Maintenant que tout est prêt, place à l’action. Chauffer le wok à feu très vif pendant une bonne minute, jusqu’à ce qu’il soit vraiment chaud (une goutte d’eau doit grésiller et s’évaporer instantanément). Verser l’huile de coco ou de sésame et la faire chauffer jusqu’à ce qu’elle soit bien fluide et légèrement fumante.

Jeter immédiatement l’ail haché, le gingembre et le blanc de cébette émincé dans le wok. Faire sauter vivement pendant 30 secondes à 1 minute maximum, juste le temps que les parfums se libèrent sans que l’ail ne brunisse (sinon il devient amer).

Ajouter ensuite le chou chinois émincé. Attention, il va prendre beaucoup de place au début, c’est normal. Avec une spatule en bois ou une cuillère de service, remuer constamment en soulevant le chou du fond vers le haut du wok, dans un mouvement de va-et-vient énergique. Cette technique permet une cuisson uniforme et rapide.
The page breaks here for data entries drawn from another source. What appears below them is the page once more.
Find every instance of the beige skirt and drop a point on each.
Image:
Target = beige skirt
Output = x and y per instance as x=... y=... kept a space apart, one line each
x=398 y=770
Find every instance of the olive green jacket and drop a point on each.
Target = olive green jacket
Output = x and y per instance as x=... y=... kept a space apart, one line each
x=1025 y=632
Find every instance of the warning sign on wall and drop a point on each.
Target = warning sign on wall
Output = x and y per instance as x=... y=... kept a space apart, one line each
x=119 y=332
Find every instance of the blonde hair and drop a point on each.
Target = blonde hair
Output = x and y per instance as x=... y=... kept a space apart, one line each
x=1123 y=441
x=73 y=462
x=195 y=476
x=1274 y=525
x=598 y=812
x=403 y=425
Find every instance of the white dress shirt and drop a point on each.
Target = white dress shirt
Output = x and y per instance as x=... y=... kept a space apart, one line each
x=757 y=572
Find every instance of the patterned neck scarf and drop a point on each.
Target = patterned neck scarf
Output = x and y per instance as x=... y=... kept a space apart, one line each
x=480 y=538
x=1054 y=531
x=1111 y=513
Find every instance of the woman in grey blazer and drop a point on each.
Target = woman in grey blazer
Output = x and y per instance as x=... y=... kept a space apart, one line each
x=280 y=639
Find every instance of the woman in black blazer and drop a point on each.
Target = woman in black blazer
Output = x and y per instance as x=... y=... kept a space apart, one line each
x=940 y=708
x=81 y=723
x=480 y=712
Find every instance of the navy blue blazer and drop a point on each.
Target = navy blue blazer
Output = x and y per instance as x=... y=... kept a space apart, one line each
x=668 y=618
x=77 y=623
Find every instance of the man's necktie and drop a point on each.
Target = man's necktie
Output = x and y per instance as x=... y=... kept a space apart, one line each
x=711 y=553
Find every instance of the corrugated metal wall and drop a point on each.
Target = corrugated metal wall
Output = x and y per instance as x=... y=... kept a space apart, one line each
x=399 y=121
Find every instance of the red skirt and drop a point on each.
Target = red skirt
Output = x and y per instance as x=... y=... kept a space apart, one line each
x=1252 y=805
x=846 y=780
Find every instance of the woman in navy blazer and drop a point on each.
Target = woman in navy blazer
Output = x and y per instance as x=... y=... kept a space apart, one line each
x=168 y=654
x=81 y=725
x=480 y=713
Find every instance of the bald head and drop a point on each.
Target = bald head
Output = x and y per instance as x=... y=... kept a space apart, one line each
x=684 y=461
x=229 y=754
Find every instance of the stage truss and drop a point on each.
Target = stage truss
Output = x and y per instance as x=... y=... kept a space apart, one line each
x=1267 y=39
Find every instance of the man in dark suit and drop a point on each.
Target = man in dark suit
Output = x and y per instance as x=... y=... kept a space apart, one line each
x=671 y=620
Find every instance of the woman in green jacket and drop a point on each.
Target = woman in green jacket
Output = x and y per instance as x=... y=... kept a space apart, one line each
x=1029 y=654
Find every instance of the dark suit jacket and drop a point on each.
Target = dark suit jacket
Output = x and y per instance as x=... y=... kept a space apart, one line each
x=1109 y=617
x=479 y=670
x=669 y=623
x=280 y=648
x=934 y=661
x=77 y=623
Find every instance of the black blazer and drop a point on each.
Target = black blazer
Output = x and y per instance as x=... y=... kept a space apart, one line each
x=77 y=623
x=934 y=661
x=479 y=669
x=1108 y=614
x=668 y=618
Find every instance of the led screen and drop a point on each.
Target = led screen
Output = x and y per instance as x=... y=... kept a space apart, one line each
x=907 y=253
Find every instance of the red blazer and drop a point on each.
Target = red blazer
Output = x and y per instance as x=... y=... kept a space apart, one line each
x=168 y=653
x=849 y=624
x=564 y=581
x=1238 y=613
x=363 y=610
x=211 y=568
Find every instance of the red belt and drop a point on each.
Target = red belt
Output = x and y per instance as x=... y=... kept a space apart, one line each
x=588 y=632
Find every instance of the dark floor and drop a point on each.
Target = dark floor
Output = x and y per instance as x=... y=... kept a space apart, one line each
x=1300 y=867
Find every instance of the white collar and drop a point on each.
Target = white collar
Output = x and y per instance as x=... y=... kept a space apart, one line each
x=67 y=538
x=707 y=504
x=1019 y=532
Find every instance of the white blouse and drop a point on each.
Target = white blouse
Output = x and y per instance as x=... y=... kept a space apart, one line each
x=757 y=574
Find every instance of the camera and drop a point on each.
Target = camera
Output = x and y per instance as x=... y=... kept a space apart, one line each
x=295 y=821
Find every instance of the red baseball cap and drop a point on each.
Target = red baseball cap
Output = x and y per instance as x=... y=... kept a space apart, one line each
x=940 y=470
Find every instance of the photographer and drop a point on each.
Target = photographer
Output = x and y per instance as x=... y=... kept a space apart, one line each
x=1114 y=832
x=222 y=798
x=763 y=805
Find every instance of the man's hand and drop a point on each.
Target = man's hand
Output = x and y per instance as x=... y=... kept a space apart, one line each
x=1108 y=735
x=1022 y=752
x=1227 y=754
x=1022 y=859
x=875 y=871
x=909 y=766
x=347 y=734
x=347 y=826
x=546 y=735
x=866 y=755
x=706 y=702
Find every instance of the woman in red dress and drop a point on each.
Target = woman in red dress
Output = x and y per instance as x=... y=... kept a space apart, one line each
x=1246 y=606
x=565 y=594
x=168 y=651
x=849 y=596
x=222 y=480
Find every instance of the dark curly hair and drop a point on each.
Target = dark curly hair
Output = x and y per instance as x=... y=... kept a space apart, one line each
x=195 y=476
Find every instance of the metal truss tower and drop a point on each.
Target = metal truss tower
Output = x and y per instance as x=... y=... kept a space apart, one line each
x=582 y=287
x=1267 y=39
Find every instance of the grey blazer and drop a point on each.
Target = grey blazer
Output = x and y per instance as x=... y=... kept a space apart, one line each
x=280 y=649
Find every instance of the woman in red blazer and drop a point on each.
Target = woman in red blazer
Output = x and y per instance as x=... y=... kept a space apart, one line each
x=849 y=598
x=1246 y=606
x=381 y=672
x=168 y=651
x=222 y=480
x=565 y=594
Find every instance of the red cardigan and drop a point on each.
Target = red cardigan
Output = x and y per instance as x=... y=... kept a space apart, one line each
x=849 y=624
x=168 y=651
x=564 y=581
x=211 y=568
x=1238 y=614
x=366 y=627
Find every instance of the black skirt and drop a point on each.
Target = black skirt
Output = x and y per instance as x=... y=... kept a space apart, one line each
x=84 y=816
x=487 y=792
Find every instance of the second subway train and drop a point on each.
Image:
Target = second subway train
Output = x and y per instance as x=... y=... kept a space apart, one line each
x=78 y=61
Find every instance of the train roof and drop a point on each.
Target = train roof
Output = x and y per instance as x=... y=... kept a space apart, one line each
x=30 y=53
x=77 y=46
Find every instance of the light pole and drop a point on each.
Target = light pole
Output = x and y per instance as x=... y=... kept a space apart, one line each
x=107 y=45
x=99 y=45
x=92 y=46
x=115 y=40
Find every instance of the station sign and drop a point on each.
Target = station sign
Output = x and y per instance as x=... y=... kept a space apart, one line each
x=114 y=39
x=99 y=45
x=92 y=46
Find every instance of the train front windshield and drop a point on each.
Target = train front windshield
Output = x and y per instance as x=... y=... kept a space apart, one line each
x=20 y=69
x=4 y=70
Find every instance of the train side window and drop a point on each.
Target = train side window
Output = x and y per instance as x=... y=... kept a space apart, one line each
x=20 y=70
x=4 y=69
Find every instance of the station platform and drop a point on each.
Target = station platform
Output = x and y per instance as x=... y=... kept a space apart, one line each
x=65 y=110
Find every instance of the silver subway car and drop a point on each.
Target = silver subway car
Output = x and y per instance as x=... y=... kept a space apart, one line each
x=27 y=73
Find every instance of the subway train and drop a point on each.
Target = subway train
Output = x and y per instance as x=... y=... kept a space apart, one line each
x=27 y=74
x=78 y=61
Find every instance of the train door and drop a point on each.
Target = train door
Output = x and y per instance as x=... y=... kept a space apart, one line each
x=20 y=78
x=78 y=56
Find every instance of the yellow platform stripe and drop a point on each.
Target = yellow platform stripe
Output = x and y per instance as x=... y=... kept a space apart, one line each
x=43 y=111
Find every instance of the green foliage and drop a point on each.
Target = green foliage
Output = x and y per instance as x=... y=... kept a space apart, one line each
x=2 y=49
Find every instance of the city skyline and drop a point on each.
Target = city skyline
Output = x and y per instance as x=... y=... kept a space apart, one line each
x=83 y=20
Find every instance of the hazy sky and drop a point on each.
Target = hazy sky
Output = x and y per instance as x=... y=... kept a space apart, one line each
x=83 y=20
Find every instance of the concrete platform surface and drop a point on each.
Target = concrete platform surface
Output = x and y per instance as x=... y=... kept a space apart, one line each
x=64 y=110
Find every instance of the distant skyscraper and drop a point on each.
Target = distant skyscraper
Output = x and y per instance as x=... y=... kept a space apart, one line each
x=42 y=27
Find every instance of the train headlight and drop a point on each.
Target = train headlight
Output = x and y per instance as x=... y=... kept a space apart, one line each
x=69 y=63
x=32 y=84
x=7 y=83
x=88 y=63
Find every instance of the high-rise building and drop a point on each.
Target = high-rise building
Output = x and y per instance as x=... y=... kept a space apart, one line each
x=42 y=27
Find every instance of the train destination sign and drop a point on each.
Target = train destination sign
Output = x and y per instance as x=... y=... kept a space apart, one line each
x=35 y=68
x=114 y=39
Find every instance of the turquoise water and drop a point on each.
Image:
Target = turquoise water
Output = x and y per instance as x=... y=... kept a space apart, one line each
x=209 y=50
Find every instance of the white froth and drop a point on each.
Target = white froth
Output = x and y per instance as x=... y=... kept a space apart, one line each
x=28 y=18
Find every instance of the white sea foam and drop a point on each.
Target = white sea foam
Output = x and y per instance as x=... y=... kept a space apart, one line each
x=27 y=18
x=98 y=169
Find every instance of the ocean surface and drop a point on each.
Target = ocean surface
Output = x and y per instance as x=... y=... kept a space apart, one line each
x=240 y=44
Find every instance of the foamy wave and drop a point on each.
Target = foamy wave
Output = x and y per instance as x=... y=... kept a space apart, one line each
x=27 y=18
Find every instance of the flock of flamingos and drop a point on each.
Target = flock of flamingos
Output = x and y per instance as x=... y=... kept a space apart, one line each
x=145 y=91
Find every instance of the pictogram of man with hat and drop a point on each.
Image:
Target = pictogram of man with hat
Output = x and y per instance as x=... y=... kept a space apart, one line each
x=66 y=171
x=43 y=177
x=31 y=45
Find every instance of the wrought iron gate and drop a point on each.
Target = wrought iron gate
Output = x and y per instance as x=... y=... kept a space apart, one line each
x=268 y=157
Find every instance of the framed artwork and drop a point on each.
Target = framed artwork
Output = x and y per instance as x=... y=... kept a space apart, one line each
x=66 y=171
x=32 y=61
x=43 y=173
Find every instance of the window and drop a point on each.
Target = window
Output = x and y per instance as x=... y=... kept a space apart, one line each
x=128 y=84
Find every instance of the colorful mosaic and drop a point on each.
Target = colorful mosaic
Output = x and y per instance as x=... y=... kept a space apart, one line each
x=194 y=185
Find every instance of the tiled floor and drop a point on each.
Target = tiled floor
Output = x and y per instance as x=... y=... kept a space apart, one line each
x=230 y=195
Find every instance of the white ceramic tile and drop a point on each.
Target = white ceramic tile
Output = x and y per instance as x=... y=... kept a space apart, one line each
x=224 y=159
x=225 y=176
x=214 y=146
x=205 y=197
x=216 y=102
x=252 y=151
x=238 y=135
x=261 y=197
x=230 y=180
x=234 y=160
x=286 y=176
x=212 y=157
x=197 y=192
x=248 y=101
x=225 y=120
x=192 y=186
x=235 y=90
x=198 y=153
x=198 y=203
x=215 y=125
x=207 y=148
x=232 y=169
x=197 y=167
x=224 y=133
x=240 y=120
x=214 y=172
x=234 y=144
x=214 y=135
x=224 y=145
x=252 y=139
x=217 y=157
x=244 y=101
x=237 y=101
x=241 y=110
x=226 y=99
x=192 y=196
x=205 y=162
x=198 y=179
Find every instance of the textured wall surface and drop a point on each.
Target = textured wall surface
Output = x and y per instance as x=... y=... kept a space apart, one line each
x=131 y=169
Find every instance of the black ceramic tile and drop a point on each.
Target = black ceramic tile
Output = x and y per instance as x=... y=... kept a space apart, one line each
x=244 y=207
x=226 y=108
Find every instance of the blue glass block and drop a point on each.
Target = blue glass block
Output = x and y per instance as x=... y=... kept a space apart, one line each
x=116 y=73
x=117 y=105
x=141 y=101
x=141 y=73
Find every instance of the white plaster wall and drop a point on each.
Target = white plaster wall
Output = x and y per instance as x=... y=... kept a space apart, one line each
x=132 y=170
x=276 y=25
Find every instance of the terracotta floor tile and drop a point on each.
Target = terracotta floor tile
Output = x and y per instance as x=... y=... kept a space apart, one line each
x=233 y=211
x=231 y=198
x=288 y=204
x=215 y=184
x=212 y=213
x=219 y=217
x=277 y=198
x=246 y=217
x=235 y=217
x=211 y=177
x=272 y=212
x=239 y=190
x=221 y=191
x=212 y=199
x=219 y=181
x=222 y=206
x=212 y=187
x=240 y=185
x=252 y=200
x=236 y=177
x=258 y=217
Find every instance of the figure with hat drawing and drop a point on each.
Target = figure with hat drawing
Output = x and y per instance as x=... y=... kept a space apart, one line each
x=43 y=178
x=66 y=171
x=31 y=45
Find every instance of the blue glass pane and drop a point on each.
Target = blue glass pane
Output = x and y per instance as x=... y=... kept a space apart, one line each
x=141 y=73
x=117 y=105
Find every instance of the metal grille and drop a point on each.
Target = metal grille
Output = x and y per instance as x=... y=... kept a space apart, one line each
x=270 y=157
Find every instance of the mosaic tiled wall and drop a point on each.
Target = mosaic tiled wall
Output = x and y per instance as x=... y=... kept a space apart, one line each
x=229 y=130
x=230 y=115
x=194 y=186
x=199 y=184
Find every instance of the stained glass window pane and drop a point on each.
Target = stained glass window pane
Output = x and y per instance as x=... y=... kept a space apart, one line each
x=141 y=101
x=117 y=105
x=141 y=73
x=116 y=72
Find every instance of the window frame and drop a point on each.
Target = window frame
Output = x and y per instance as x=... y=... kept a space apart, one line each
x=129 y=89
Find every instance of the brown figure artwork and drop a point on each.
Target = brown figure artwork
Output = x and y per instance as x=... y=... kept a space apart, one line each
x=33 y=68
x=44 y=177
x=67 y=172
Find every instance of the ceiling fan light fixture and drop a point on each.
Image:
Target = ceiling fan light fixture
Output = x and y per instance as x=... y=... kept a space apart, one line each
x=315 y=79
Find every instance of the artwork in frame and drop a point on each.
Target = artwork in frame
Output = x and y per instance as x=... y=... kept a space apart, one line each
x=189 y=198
Au bout de 2 à 3 minutes, le chou commence à fondre et à réduire de volume. Verser alors 1 à 2 cuillères à soupe de sauce soja directement dans le wok pour déglacer le fond. Cela va créer un peu de vapeur et caraméliser légèrement les sucs, ce qui ajoute une saveur umami incroyable.

Incorporer les pousses de soja et les dés de tofu (si vous en utilisez). Continuer à faire sauter vivement pendant encore 2 à 3 minutes. Les pousses de soja doivent rester croquantes, le tofu doit juste commencer à dorer sur les arêtes.

Verser maintenant la sauce préparée (ou simplement un mélange rapide de sauce soja et vinaigre si vous avez opté pour la version express). Bien mélanger pour que chaque morceau de chou et de légume soit enrobé.

Baisser légèrement le feu à moyen-vif et laisser mijoter doucement pendant 5 à 10 minutes, en remuant de temps en temps. Le chou doit devenir tendre tout en gardant un léger croquant. Si la sauce réduit trop vite et attache au fond, ajouter un petit fond d’eau.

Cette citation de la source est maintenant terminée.